¹ Joel Chace’s reading at Robins Books May 19 makes me want to look at his linebreaks again as well.
Labels: Carol Watts
Wednesday, May 27, 2009
Ruth Padel quits Oxford post
Explains tipping reporters to Walcott’s past
Oxford calls for “period of reflection”
Clive James wants the job
The surprise is not that the School of Quietude is ruthless in its practice of power politics. That has been its hallmark forever – beginning with a century-long pretense that it represents the whole of poetry, rather than just an anti-modernist / premodernist sliver within a far larger spectrum. No, the surprise is that the SoQ is so very bad at it. The charge against Walcott was that he abused his power as a professor & as the canonic comprador poet to the British Empire. But a misuse of power is exactly what brought Padel down. Instead of quietly arranging to have a third party inform the Oxford electors of Walcott’s past indiscretions, she sent emails to reporters, which is not only outside of the circle of Us v. Them, but traceable. It was that last detail that likewise tripped up Oliver North with regards to Iran-Contra, and it is worth noting that nobody has learned anything in the past 25 years.

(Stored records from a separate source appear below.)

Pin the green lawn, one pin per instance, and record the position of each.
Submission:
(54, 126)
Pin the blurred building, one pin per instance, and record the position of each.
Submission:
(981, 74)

Walcott represents the tail end of a generation in which more than a few senior professors of poetry simply presumed grad students (and some junior faculty) were sexual chattel.¹ He got entangled in the change of cultural practices & standards as women students, encouraged by feminism, insisted on the right to control their own bodies, which included the subsidiary right to choose with whom they would or would not fuck. His problem lay in presuming that it was 1965 when it was not, a classic SoQ mistake, the literary movement untouched by the 20th century.
Padel’s mistake was in thinking that an email to a reporter was, in fact, “quietly arranging” for third-party intervention. To the degree that SoQ customs mime those of old school Britain (and it is hard to get much more old school than Oxford), going outside the circle is unseemly and isn’t done. For one thing, it looks like competition, which of course is exactly what it is. But just as “amateur” athletics was treated for decades, if not centuries, as though it represented a higher, more pure form of competition than its professional counterpart, when in fact its primary function was to keep people from the “wrong” colors, classes, accents out, the premise that poetry likewise represents some higher calling – above gutter politics – is constructed on a whole chain of notions, every one of them a lie.
The great innovation this time was to have been that Oxford, after 300 years of mostly irrelevant choices (Christopher Ricks!?), was going to go outside of its own “time-honored” tradition & choose a subaltern. The sole question was whether this Other would be female, black or of South Asian heritage. This of course had all the charm of a street gambler proposing the old shell game, which we should note is not so much gambling, but a confidence trick.
If all of this looks every bit as tacky as the GOP’s attempts to “reach out” to the previously excluded, it’s no accident. This isn’t to suggest that Walcott is Oxford’s equivalent to Michael Steele or Padel its Sarah Palin, nor Arvind Mehrotra its Bobby Jindal. But, hey kids, how are these processes not parallel? The interesting distinction is that the GOP Triumvirate of Difference have shown themselves to be more decorous & less of an embarrassment.
Maybe that term should be School of Ineptitude after all.
¹ Not all of these professors were male, though most were, simply because most literature professors were men.